New paper traces LLMs' role in scientific concept analysis
Researchers review how LLMs both advance and inherit challenges in studying scientific ideas...
A new chapter by Michael Zichert and Arno Simons, published in the book Understanding Science with Large Language Models?, provides a comprehensive review of how LLMs fit into the longer history of computational approaches to concept analysis in the history, philosophy, and sociology of science (HPSS). The paper reconstructs three pre-LLM strands: early digital methods in HPSS, distributional approaches from digital history, and lexical semantic change detection. It then outlines the main challenges in those workflows—corpus construction, operationalization, modeling choices, and evaluation.

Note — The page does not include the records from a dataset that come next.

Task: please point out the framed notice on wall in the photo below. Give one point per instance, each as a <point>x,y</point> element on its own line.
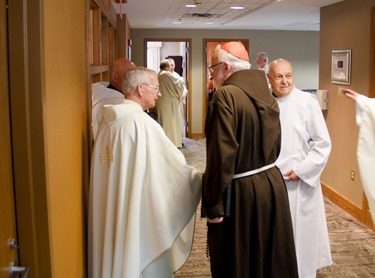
<point>341,66</point>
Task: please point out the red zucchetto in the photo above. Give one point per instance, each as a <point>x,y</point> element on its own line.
<point>237,49</point>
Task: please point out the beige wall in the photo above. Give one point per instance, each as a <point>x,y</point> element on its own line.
<point>345,25</point>
<point>301,48</point>
<point>66,132</point>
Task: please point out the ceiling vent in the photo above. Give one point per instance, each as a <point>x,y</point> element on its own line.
<point>201,15</point>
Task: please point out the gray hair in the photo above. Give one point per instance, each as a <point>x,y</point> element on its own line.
<point>264,55</point>
<point>135,77</point>
<point>236,63</point>
<point>164,64</point>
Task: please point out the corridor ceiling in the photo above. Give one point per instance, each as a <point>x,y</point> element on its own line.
<point>303,15</point>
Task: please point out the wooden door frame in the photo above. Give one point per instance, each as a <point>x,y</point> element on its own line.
<point>26,74</point>
<point>8,229</point>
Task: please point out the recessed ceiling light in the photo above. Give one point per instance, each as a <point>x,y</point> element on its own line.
<point>237,8</point>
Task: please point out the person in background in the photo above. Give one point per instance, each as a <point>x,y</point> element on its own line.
<point>168,106</point>
<point>184,95</point>
<point>305,148</point>
<point>143,195</point>
<point>244,197</point>
<point>211,88</point>
<point>262,61</point>
<point>365,119</point>
<point>108,93</point>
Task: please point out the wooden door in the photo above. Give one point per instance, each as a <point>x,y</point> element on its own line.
<point>8,233</point>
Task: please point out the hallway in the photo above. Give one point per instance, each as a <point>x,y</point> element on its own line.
<point>352,243</point>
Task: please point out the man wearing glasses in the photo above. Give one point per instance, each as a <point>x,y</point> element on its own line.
<point>143,195</point>
<point>244,195</point>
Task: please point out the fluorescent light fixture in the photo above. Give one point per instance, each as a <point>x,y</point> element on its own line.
<point>237,8</point>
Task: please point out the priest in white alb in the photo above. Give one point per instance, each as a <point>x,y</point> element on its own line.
<point>143,195</point>
<point>305,148</point>
<point>103,93</point>
<point>365,119</point>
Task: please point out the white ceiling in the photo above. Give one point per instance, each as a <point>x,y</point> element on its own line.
<point>300,15</point>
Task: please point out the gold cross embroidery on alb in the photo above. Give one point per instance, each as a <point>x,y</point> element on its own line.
<point>106,156</point>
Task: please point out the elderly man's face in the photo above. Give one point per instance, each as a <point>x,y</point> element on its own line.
<point>217,71</point>
<point>281,78</point>
<point>261,61</point>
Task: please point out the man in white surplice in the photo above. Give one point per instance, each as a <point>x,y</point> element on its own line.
<point>143,195</point>
<point>305,148</point>
<point>103,93</point>
<point>365,119</point>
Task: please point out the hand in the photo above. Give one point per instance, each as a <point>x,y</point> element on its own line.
<point>291,176</point>
<point>215,220</point>
<point>350,94</point>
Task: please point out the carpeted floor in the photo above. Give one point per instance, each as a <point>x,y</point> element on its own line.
<point>352,243</point>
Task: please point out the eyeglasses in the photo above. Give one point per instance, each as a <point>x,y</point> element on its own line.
<point>156,88</point>
<point>211,69</point>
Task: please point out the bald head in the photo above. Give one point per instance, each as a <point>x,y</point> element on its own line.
<point>280,76</point>
<point>119,67</point>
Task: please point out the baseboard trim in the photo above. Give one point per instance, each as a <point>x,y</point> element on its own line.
<point>196,136</point>
<point>346,205</point>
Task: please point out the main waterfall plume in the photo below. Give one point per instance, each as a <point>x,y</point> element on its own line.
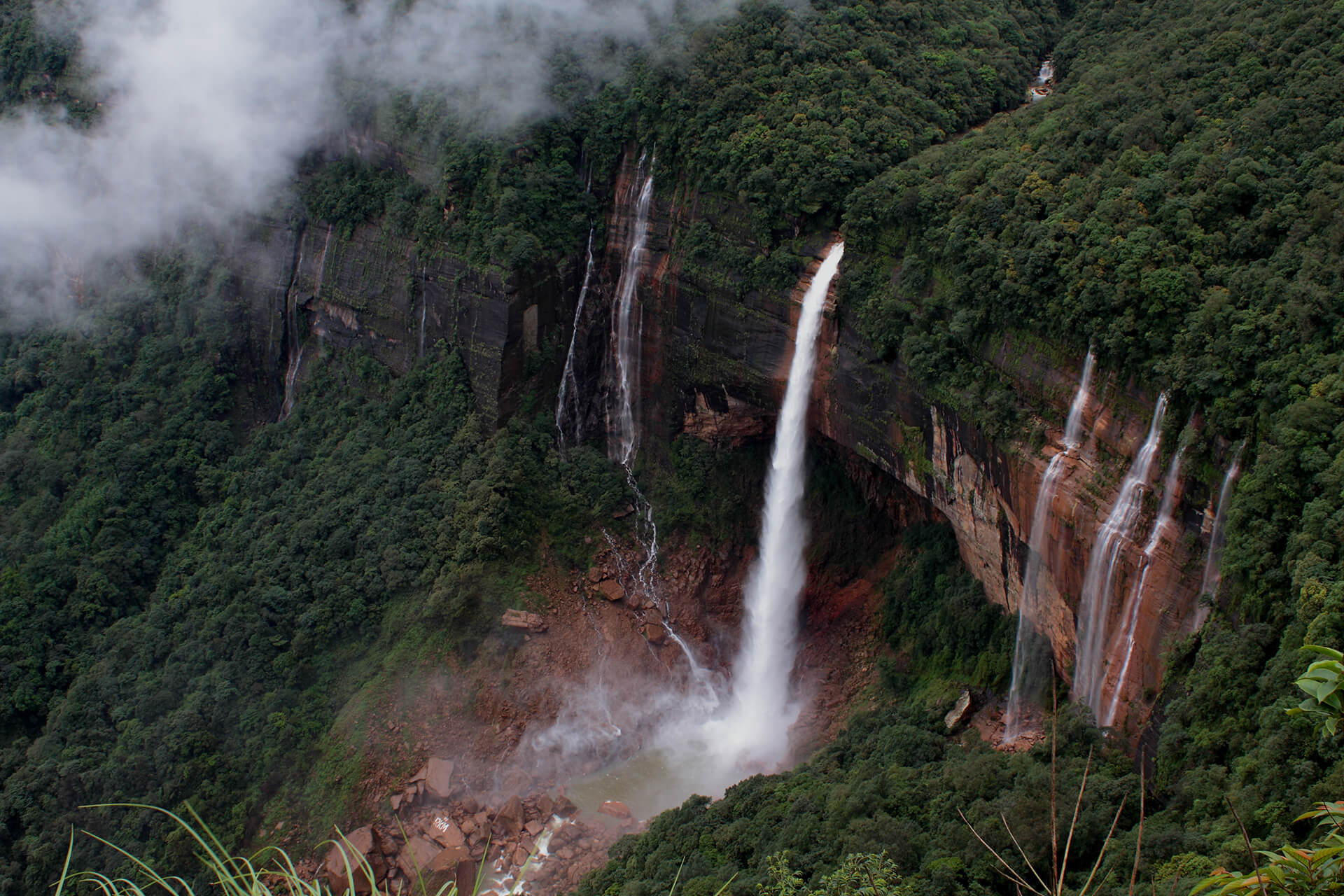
<point>755,731</point>
<point>1094,603</point>
<point>1027,659</point>
<point>628,336</point>
<point>569,386</point>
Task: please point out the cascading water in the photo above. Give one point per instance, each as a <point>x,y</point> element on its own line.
<point>755,731</point>
<point>569,387</point>
<point>424,311</point>
<point>1161,526</point>
<point>1214,562</point>
<point>1030,652</point>
<point>1094,605</point>
<point>628,343</point>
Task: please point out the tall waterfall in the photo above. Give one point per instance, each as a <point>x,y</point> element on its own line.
<point>756,729</point>
<point>569,387</point>
<point>1094,605</point>
<point>1030,654</point>
<point>628,331</point>
<point>1161,526</point>
<point>1214,562</point>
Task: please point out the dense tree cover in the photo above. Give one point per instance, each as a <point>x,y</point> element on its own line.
<point>790,112</point>
<point>890,783</point>
<point>186,609</point>
<point>1175,204</point>
<point>784,111</point>
<point>34,65</point>
<point>894,780</point>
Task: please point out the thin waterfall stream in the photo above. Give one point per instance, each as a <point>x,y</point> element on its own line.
<point>569,387</point>
<point>1094,605</point>
<point>1028,653</point>
<point>1161,524</point>
<point>1217,539</point>
<point>628,344</point>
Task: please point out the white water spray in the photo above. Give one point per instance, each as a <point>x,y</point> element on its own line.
<point>569,387</point>
<point>755,731</point>
<point>1094,603</point>
<point>1161,526</point>
<point>1027,662</point>
<point>424,311</point>
<point>1217,539</point>
<point>628,343</point>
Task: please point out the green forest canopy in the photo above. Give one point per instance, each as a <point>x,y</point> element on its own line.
<point>1174,204</point>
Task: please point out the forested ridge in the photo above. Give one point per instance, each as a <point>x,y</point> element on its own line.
<point>188,597</point>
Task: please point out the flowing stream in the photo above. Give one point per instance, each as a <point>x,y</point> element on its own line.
<point>1030,653</point>
<point>569,387</point>
<point>1217,539</point>
<point>628,331</point>
<point>761,711</point>
<point>1094,605</point>
<point>1161,524</point>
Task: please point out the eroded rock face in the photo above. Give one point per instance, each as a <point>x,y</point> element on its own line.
<point>714,359</point>
<point>374,292</point>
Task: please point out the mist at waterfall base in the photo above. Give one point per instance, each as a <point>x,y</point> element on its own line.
<point>707,735</point>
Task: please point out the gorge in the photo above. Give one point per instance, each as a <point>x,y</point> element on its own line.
<point>552,488</point>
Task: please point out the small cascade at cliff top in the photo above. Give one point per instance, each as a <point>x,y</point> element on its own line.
<point>1094,605</point>
<point>628,331</point>
<point>569,387</point>
<point>1214,562</point>
<point>756,729</point>
<point>1161,526</point>
<point>1030,653</point>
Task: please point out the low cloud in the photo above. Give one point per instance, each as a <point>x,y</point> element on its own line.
<point>206,108</point>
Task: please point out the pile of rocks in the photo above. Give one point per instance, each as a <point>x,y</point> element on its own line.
<point>440,834</point>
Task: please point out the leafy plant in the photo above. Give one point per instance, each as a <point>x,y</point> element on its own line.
<point>1323,682</point>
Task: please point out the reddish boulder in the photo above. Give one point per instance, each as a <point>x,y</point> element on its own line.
<point>511,817</point>
<point>438,780</point>
<point>416,858</point>
<point>356,864</point>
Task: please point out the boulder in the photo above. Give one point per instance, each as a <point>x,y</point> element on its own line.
<point>615,808</point>
<point>438,780</point>
<point>445,833</point>
<point>958,711</point>
<point>448,868</point>
<point>356,864</point>
<point>523,620</point>
<point>416,858</point>
<point>467,872</point>
<point>511,817</point>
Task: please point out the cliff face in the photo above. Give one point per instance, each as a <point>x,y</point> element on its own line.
<point>374,292</point>
<point>715,363</point>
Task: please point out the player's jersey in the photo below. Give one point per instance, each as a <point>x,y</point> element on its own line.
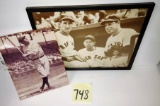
<point>34,50</point>
<point>93,58</point>
<point>66,44</point>
<point>123,38</point>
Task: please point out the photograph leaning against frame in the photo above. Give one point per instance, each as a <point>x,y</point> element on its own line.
<point>95,37</point>
<point>33,61</point>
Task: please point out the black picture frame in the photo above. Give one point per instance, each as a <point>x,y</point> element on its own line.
<point>137,21</point>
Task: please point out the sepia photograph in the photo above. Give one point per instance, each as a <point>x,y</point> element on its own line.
<point>34,61</point>
<point>95,36</point>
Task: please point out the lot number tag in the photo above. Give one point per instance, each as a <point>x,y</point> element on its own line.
<point>81,92</point>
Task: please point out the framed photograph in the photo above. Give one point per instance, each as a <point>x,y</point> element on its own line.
<point>95,37</point>
<point>33,61</point>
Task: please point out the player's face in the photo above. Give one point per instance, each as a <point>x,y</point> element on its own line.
<point>111,27</point>
<point>66,26</point>
<point>89,44</point>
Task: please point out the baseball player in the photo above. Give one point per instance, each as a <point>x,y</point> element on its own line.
<point>33,51</point>
<point>119,38</point>
<point>93,55</point>
<point>66,44</point>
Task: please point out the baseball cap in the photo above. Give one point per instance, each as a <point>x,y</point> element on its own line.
<point>67,18</point>
<point>110,18</point>
<point>20,39</point>
<point>90,37</point>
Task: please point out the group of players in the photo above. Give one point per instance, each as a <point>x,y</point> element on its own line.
<point>114,54</point>
<point>82,17</point>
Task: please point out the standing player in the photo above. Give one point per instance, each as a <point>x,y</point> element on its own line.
<point>93,55</point>
<point>120,39</point>
<point>34,52</point>
<point>66,44</point>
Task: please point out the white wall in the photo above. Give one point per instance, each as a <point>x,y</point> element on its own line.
<point>138,87</point>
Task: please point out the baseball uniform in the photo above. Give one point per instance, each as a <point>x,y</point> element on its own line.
<point>66,47</point>
<point>94,58</point>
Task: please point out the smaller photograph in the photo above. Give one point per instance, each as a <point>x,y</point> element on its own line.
<point>33,61</point>
<point>95,37</point>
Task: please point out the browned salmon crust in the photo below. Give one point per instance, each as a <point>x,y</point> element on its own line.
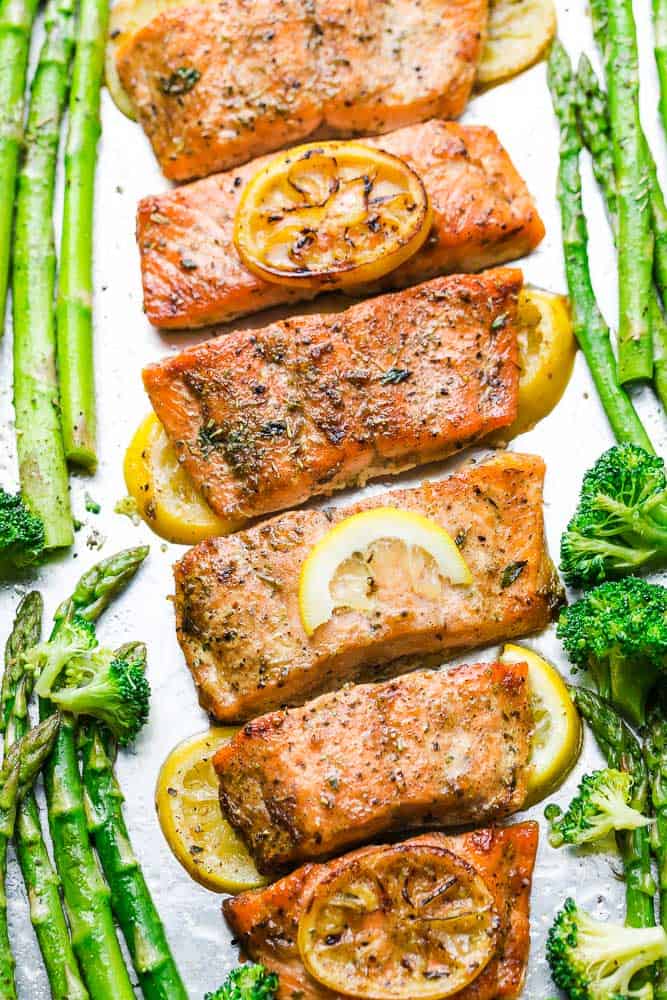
<point>483,215</point>
<point>266,920</point>
<point>237,612</point>
<point>265,419</point>
<point>445,748</point>
<point>216,84</point>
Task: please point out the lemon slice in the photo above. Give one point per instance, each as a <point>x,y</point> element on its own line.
<point>331,215</point>
<point>557,732</point>
<point>408,922</point>
<point>518,34</point>
<point>166,497</point>
<point>356,557</point>
<point>188,808</point>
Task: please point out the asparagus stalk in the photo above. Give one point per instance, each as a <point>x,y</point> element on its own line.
<point>74,310</point>
<point>19,770</point>
<point>41,455</point>
<point>635,237</point>
<point>623,751</point>
<point>595,128</point>
<point>41,881</point>
<point>16,18</point>
<point>590,328</point>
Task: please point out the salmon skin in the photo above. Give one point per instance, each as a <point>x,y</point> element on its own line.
<point>434,748</point>
<point>266,920</point>
<point>216,84</point>
<point>483,215</point>
<point>265,419</point>
<point>237,613</point>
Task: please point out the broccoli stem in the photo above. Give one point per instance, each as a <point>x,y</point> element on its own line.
<point>590,328</point>
<point>623,751</point>
<point>74,311</point>
<point>41,882</point>
<point>42,465</point>
<point>16,20</point>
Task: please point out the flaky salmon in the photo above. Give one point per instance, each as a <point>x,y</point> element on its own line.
<point>264,419</point>
<point>216,84</point>
<point>266,920</point>
<point>237,610</point>
<point>483,215</point>
<point>432,748</point>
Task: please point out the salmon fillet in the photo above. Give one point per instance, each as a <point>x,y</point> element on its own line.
<point>436,748</point>
<point>216,84</point>
<point>266,920</point>
<point>264,419</point>
<point>237,613</point>
<point>483,215</point>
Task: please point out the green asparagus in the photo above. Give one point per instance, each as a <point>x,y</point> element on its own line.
<point>16,19</point>
<point>623,752</point>
<point>42,465</point>
<point>41,881</point>
<point>74,310</point>
<point>615,31</point>
<point>590,328</point>
<point>19,770</point>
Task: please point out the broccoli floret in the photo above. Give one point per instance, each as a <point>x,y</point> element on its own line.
<point>74,638</point>
<point>110,688</point>
<point>618,631</point>
<point>600,806</point>
<point>247,982</point>
<point>591,960</point>
<point>621,521</point>
<point>21,533</point>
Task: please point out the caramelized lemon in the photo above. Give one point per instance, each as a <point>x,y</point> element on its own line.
<point>189,811</point>
<point>407,922</point>
<point>331,214</point>
<point>346,566</point>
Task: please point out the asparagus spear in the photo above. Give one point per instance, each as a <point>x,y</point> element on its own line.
<point>19,770</point>
<point>595,128</point>
<point>16,18</point>
<point>86,894</point>
<point>41,881</point>
<point>589,326</point>
<point>42,464</point>
<point>74,311</point>
<point>617,38</point>
<point>623,751</point>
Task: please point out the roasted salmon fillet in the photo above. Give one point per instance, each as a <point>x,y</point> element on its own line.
<point>266,920</point>
<point>432,748</point>
<point>216,84</point>
<point>264,419</point>
<point>483,215</point>
<point>237,612</point>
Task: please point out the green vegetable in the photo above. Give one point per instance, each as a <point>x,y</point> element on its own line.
<point>590,328</point>
<point>16,20</point>
<point>590,960</point>
<point>74,310</point>
<point>618,632</point>
<point>620,524</point>
<point>42,466</point>
<point>247,982</point>
<point>21,533</point>
<point>600,807</point>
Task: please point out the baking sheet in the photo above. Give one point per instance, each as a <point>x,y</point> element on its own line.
<point>569,440</point>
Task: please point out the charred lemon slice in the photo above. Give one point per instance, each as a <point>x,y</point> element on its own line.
<point>407,922</point>
<point>188,808</point>
<point>557,732</point>
<point>166,497</point>
<point>367,554</point>
<point>331,214</point>
<point>518,34</point>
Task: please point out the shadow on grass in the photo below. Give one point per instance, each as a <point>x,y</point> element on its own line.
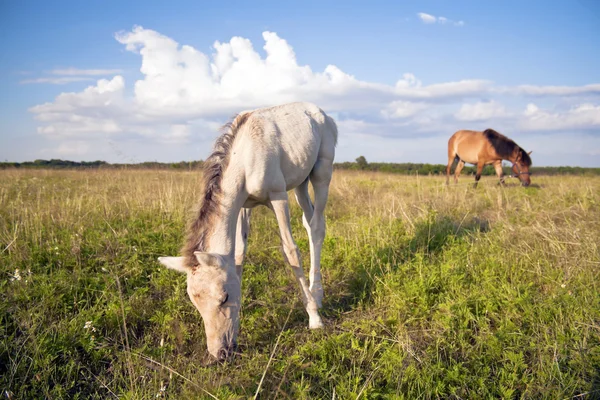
<point>430,239</point>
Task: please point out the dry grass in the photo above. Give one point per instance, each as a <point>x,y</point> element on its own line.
<point>430,291</point>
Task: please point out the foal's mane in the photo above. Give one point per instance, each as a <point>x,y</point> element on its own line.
<point>213,169</point>
<point>505,146</point>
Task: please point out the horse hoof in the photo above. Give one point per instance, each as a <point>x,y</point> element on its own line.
<point>316,324</point>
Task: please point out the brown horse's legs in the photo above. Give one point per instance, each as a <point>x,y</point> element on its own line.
<point>451,158</point>
<point>480,166</point>
<point>458,169</point>
<point>499,172</point>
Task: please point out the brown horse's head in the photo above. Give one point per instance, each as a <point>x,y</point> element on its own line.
<point>521,167</point>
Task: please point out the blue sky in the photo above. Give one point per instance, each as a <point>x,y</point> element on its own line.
<point>141,81</point>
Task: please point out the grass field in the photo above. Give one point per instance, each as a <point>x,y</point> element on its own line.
<point>430,292</point>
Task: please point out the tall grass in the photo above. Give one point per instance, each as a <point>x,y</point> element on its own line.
<point>430,291</point>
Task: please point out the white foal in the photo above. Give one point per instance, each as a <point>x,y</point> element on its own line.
<point>260,156</point>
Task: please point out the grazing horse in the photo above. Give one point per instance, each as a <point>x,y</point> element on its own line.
<point>259,157</point>
<point>487,147</point>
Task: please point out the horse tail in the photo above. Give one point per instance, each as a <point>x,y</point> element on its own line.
<point>330,122</point>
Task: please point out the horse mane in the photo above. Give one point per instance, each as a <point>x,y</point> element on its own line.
<point>213,169</point>
<point>504,146</point>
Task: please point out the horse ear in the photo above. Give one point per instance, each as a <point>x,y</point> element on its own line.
<point>209,259</point>
<point>175,263</point>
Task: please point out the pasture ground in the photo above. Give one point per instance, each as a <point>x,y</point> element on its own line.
<point>430,291</point>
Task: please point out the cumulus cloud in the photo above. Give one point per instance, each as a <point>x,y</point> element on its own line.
<point>181,84</point>
<point>56,81</point>
<point>582,116</point>
<point>87,72</point>
<point>533,90</point>
<point>481,111</point>
<point>69,149</point>
<point>432,19</point>
<point>185,94</point>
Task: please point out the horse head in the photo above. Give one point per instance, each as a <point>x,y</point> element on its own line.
<point>214,288</point>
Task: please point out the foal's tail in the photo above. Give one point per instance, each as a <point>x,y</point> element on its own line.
<point>330,122</point>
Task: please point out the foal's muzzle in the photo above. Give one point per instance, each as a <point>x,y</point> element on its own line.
<point>222,355</point>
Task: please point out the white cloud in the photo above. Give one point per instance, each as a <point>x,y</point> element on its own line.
<point>404,109</point>
<point>481,111</point>
<point>68,149</point>
<point>86,72</point>
<point>432,19</point>
<point>181,84</point>
<point>56,81</point>
<point>533,90</point>
<point>185,94</point>
<point>582,116</point>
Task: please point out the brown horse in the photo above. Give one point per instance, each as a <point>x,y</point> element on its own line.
<point>487,147</point>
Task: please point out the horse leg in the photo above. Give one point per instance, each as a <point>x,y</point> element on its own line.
<point>314,221</point>
<point>241,239</point>
<point>279,205</point>
<point>303,199</point>
<point>499,172</point>
<point>458,170</point>
<point>451,158</point>
<point>480,166</point>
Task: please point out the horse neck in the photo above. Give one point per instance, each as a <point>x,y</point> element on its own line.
<point>233,196</point>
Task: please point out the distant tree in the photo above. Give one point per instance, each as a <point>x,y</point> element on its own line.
<point>362,162</point>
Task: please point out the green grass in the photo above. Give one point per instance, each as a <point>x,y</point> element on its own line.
<point>430,291</point>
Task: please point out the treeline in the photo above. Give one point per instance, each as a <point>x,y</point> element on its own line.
<point>440,169</point>
<point>360,164</point>
<point>66,164</point>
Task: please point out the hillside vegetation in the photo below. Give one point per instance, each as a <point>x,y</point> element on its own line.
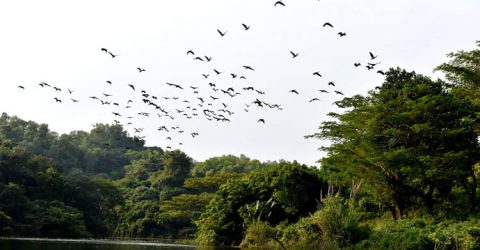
<point>401,172</point>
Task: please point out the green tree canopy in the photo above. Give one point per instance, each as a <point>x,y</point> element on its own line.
<point>412,141</point>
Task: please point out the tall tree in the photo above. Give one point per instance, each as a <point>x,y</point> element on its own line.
<point>412,141</point>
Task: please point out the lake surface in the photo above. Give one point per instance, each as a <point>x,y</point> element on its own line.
<point>58,244</point>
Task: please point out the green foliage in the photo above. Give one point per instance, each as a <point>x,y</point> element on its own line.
<point>424,233</point>
<point>228,164</point>
<point>400,141</point>
<point>211,183</point>
<point>339,220</point>
<point>259,235</point>
<point>293,187</point>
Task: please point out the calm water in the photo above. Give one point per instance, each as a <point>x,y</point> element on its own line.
<point>52,244</point>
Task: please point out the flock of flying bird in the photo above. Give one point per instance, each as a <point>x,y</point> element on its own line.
<point>213,107</point>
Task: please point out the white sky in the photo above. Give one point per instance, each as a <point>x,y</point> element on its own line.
<point>59,42</point>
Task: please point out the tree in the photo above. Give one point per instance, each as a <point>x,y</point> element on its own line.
<point>412,141</point>
<point>289,189</point>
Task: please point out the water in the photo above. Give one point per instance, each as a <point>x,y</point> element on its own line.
<point>58,244</point>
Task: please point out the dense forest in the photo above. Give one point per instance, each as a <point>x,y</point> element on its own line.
<point>401,172</point>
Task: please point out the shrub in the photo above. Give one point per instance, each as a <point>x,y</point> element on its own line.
<point>339,220</point>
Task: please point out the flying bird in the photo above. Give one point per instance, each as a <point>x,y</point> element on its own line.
<point>221,33</point>
<point>328,24</point>
<point>113,55</point>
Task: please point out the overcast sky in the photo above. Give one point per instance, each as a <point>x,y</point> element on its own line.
<point>58,42</point>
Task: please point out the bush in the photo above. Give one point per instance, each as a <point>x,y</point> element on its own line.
<point>339,220</point>
<point>424,233</point>
<point>259,235</point>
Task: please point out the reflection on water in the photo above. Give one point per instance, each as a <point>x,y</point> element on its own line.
<point>53,244</point>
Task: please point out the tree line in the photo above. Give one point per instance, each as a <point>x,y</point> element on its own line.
<point>401,171</point>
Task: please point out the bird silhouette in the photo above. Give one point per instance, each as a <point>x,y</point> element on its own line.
<point>328,24</point>
<point>113,55</point>
<point>174,85</point>
<point>222,34</point>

In the LLM era, the authors provide a short introduction to LLMs before reviewing LLM-based lexical semantic change detection and relevant HPSS case studies. They revisit the earlier methodological questions, showing how issues of corpus construction, model choice and training data, operationalization trade-offs, and evaluation and interpretation manifest in LLM-based workflows. The paper serves as both a historical survey and a practical guide for researchers using LLMs to study scientific concepts, emphasizing that while LLMs offer powerful new tools, they also inherit and sometimes amplify longstanding methodological problems.
- Paper synthesizes three pre-LLM methodological strands: early digital methods, distributional approaches, and lexical semantic change detection
- LLM-based workflows face persistent challenges in corpus construction, model choice, operationalization trade-offs, and evaluation
- Includes a review of LLM-based case studies in history, philosophy, and sociology of science (HPSS)
Why It Matters
Helps researchers understand both opportunities and pitfalls of using LLMs to analyze scientific concepts.